Model¶

The model sub-module of [modules][multimolecule.modules] defines the model layer the Runner consumes: an abstract ModelBase plus two concrete subclasses (MonoModel and PolyModel) registered with MODELS.

multimolecule.modules.ModelBase ¶

Bases: Module, ABC

Abstract base for all multimolecule models.

Defines the contract that the runner expects: forward returns a per-task mapping (one HeadOutput per task), and trainable_parameters produces optimizer parameter groups with separate learning-rate scaling for the pretrained backbone.

Subclass to expose new model topologies through MODELS; the runner discriminates models with isinstance(model, ModelBase) rather than against any concrete subclass.

Source code in multimolecule/modules/model.py

Python
class ModelBase(nn.Module, ABC):
    r"""
    Abstract base for all multimolecule models.

    Defines the contract that the runner expects: `forward` returns a per-task mapping (one
    [`HeadOutput`][multimolecule.modules.HeadOutput] per task), and `trainable_parameters` produces optimizer
    parameter groups with separate learning-rate scaling for the pretrained backbone.

    Subclass to expose new model topologies through [`MODELS`][multimolecule.modules.MODELS]; the runner
    discriminates models with `isinstance(model, ModelBase)` rather than against any concrete subclass.
    """

    decay_patterns: list[str] = _DECAY_PATTERNS
    no_decay_patterns: list[str] = _NO_DECAY_PATTERNS

    @abstractmethod
    def forward(self, *args: Any, **kwargs: Any) -> Mapping[str, Any]:
        r"""
        Run the model and return a per-task mapping of outputs.

        Returns:
            A mapping from task name to a `HeadOutput`-like object exposing `.loss` and `.logits`.
        """

    @abstractmethod
    def trainable_parameters(
        self,
        lr: float,
        weight_decay: float,
        pretrained_ratio: float = 1e-2,
    ) -> list[dict]:
        r"""
        Build parameter groups for the optimizer.

        Args:
            lr: Base learning rate for newly initialized parameters.
            weight_decay: Base weight decay for newly initialized parameters.
            pretrained_ratio: Multiplier applied to the backbone learning rate and weight decay.

        Returns:
            A list of parameter group dicts compatible with [`torch.optim.Optimizer`][torch.optim.Optimizer].
        """

forward `abstractmethod` ¶

Python

forward(*args: Any, **kwargs: Any) -> Mapping[str, Any]

Run the model and return a per-task mapping of outputs.

Returns:

Type	Description
`Mapping[str, Any]`	A mapping from task name to a `HeadOutput`-like object exposing `.loss` and `.logits`.

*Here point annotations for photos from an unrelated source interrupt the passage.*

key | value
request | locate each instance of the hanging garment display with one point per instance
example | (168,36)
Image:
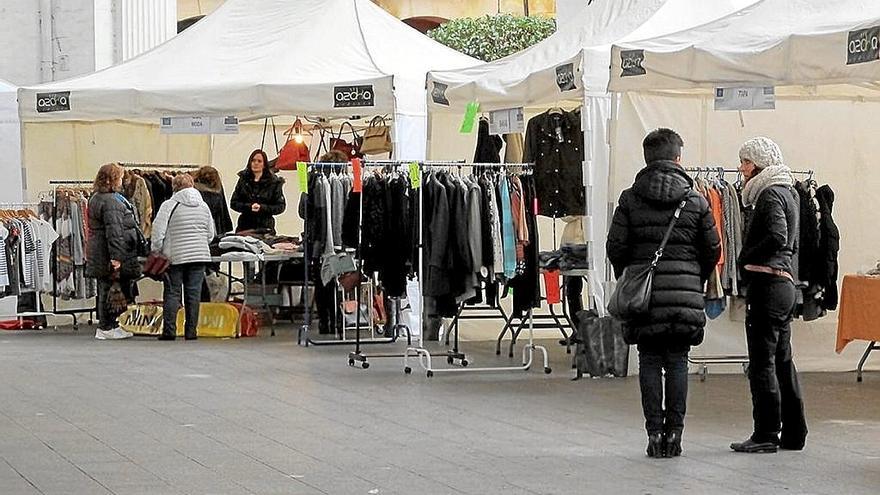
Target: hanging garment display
(554,142)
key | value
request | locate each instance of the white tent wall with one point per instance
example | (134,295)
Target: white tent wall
(833,138)
(11,187)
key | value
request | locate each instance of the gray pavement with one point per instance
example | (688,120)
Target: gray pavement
(264,416)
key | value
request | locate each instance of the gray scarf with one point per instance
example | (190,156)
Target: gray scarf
(776,175)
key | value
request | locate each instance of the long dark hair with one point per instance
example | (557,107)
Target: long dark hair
(247,166)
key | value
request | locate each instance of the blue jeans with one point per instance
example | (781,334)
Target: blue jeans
(652,362)
(189,276)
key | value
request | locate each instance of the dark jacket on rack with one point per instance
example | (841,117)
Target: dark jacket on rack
(555,144)
(208,183)
(488,146)
(829,247)
(676,318)
(113,235)
(268,193)
(771,238)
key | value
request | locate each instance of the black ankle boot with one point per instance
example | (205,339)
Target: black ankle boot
(672,445)
(655,445)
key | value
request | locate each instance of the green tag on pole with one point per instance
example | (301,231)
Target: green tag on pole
(414,178)
(470,116)
(302,170)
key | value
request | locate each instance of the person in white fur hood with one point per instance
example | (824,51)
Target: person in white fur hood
(768,261)
(182,231)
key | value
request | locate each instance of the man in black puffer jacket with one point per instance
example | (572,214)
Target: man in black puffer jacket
(676,317)
(769,271)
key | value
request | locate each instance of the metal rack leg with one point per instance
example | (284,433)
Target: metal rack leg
(873,345)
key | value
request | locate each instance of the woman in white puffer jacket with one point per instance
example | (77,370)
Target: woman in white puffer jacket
(182,231)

Source code in multimolecule/modules/model.py

Python
@abstractmethod
def forward(self, *args: Any, **kwargs: Any) -> Mapping[str, Any]:
    r"""
    Run the model and return a per-task mapping of outputs.

    Returns:
        A mapping from task name to a `HeadOutput`-like object exposing `.loss` and `.logits`.
    """

trainable_parameters `abstractmethod` ¶

Python

trainable_parameters(
    lr: float,
    weight_decay: float,
    pretrained_ratio: float = 0.01,
) -> list[dict]

Build parameter groups for the optimizer.

Parameters:

Name	Type	Description	Default
`lr` ¶	`float`	Base learning rate for newly initialized parameters.	required
`weight_decay` ¶	`float`	Base weight decay for newly initialized parameters.	required
`pretrained_ratio` ¶	`float`	Multiplier applied to the backbone learning rate and weight decay.	`0.01`

Returns:

Type	Description
`list[dict]`	A list of parameter group dicts compatible with `torch.optim.Optimizer`.

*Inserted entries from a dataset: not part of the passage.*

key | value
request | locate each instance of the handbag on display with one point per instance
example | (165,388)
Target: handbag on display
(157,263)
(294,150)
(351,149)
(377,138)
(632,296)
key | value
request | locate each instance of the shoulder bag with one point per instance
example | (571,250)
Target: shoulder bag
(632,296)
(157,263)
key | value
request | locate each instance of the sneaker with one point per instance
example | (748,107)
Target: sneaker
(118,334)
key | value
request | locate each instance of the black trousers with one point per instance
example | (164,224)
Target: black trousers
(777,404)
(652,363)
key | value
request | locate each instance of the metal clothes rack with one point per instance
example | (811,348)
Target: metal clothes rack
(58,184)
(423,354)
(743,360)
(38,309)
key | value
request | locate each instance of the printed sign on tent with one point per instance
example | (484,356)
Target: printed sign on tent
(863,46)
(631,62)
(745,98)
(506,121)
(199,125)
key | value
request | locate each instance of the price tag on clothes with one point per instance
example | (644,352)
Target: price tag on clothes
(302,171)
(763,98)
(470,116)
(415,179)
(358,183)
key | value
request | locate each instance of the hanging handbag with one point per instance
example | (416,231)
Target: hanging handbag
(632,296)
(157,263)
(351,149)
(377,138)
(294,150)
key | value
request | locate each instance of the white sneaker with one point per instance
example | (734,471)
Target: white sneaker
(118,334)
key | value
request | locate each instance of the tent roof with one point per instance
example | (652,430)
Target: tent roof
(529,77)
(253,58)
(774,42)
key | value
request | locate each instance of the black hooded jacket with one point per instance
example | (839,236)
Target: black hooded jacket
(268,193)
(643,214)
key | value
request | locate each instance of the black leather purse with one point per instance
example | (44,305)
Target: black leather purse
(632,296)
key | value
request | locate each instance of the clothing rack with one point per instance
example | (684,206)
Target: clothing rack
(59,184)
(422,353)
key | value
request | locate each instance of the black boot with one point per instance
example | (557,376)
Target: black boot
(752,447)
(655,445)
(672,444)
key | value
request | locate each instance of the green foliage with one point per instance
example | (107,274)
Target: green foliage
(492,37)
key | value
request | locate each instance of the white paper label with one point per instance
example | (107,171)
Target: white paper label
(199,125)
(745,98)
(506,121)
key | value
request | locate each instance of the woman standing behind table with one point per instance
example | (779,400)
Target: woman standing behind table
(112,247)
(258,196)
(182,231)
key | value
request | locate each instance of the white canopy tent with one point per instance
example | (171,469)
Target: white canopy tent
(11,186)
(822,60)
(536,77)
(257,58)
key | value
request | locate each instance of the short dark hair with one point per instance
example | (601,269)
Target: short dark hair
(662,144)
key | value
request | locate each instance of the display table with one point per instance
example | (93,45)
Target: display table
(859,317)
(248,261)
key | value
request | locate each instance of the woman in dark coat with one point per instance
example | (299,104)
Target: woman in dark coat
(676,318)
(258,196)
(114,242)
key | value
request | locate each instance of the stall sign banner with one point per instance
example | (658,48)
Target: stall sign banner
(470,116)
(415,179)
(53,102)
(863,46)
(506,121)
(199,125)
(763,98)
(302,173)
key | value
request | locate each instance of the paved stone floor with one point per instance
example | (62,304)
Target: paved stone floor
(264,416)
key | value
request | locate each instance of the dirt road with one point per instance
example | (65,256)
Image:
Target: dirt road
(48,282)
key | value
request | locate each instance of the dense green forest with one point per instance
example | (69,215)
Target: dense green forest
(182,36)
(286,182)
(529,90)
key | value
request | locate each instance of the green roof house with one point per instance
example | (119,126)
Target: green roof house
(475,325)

Source code in multimolecule/modules/model.py

Python
@abstractmethod
def trainable_parameters(
    self,
    lr: float,
    weight_decay: float,
    pretrained_ratio: float = 1e-2,
) -> list[dict]:
    r"""
    Build parameter groups for the optimizer.

    Args:
        lr: Base learning rate for newly initialized parameters.
        weight_decay: Base weight decay for newly initialized parameters.
        pretrained_ratio: Multiplier applied to the backbone learning rate and weight decay.

    Returns:
        A list of parameter group dicts compatible with [`torch.optim.Optimizer`][torch.optim.Optimizer].
    """

multimolecule.modules.MonoModel ¶

Bases: ModelBase

Single-task wrapper around a multimolecule AutoModelFor* prediction model.

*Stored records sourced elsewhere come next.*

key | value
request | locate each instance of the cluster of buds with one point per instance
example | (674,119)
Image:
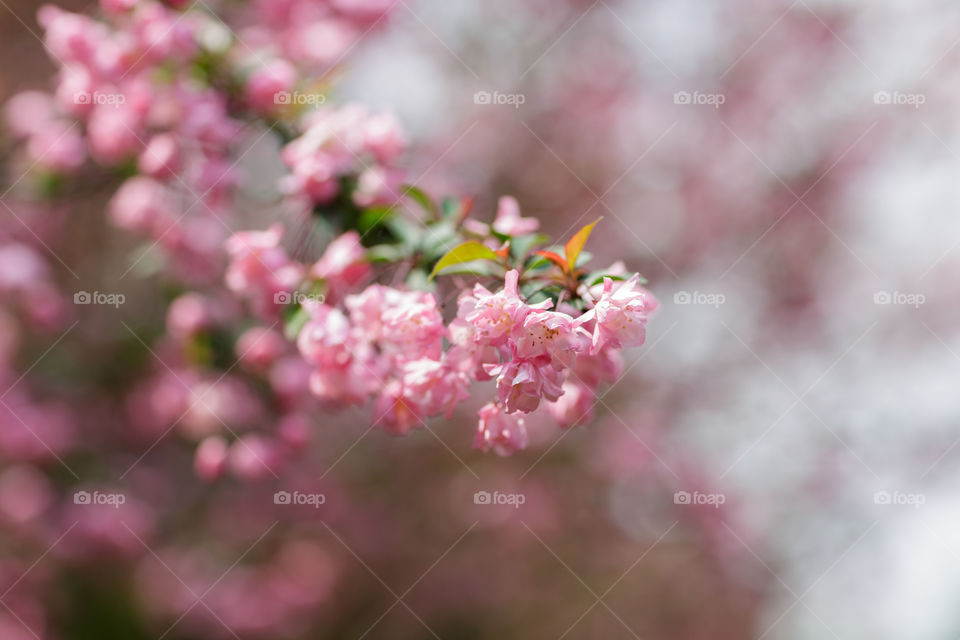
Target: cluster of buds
(549,333)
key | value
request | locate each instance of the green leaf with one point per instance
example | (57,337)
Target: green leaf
(466,252)
(386,253)
(521,246)
(552,257)
(575,245)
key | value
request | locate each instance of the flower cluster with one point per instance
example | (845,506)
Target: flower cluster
(392,346)
(345,143)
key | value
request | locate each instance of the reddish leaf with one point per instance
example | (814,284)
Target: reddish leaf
(575,245)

Use when the task graph is a single sequence-, token-, or contact-level prediction with no neck and a sequence-only backbone — i.e. when the underlying HF prediction model already does what PolyModel would assemble. The wrapper makes the HF model invisible at the state_dict layer, so checkpoints saved here are byte-identical to checkpoints from the bare AutoModelFor* and vice versa.

Parameters:

Name	Type	Description	Default
`backbone` ¶	`dict`	Backbone configuration. Must contain a single `sequence` sub-dict whose `name` resolves to a Hugging Face model identifier.	required
`heads` ¶	`dict`	Per-task head configuration; must contain exactly one entry whose `type` is `"sequence"`, `"token"`, or `"contact"`.	required
`neck` ¶	`dict \| None`	Must be unset; rejected if provided.	`None`
`probing` ¶	`bool`	When `True`, freeze the encoder (`base_model`) parameters so only the head trains.	`False`

Source code in multimolecule/modules/model.py

Python
@MODELS.register("mono")
class MonoModel(ModelBase):
    r"""
    Single-task wrapper around a multimolecule `AutoModelFor*` prediction model.

    Use when the task graph is a single sequence-, token-, or contact-level prediction with no neck and a
    sequence-only backbone — i.e. when the underlying HF prediction model already does what `PolyModel`
    would assemble. The wrapper makes the HF model invisible at the `state_dict` layer, so checkpoints saved
    here are byte-identical to checkpoints from the bare `AutoModelFor*` and vice versa.

    Args:
        backbone: Backbone configuration. Must contain a single `sequence` sub-dict whose `name` resolves to
            a Hugging Face model identifier.
        heads: Per-task head configuration; must contain exactly one entry whose `type` is `"sequence"`,
            `"token"`, or `"contact"`.
        neck: Must be unset; rejected if provided.
        probing: When `True`, freeze the encoder (`base_model`) parameters so only the head trains.
    """

    def __init__(
        self,
        backbone: dict,
        heads: dict,
        neck: dict | None = None,
        max_length: int = 1024,  # noqa: ARG002 — accepted for API parity with PolyModel
        truncation: bool = False,  # noqa: ARG002
        probing: bool = False,
        **_: Any,
    ):
        super().__init__()
        if neck:
            raise ValueError("MonoModel does not support a neck; use PolyModel.")
        if len(heads) != 1:
            raise ValueError(f"MonoModel supports exactly one head, got {len(heads)}.")
        if set(backbone.keys()) != {"sequence"}:
            raise ValueError(f"MonoModel only supports a sequence-only backbone, got keys {sorted(backbone.keys())}.")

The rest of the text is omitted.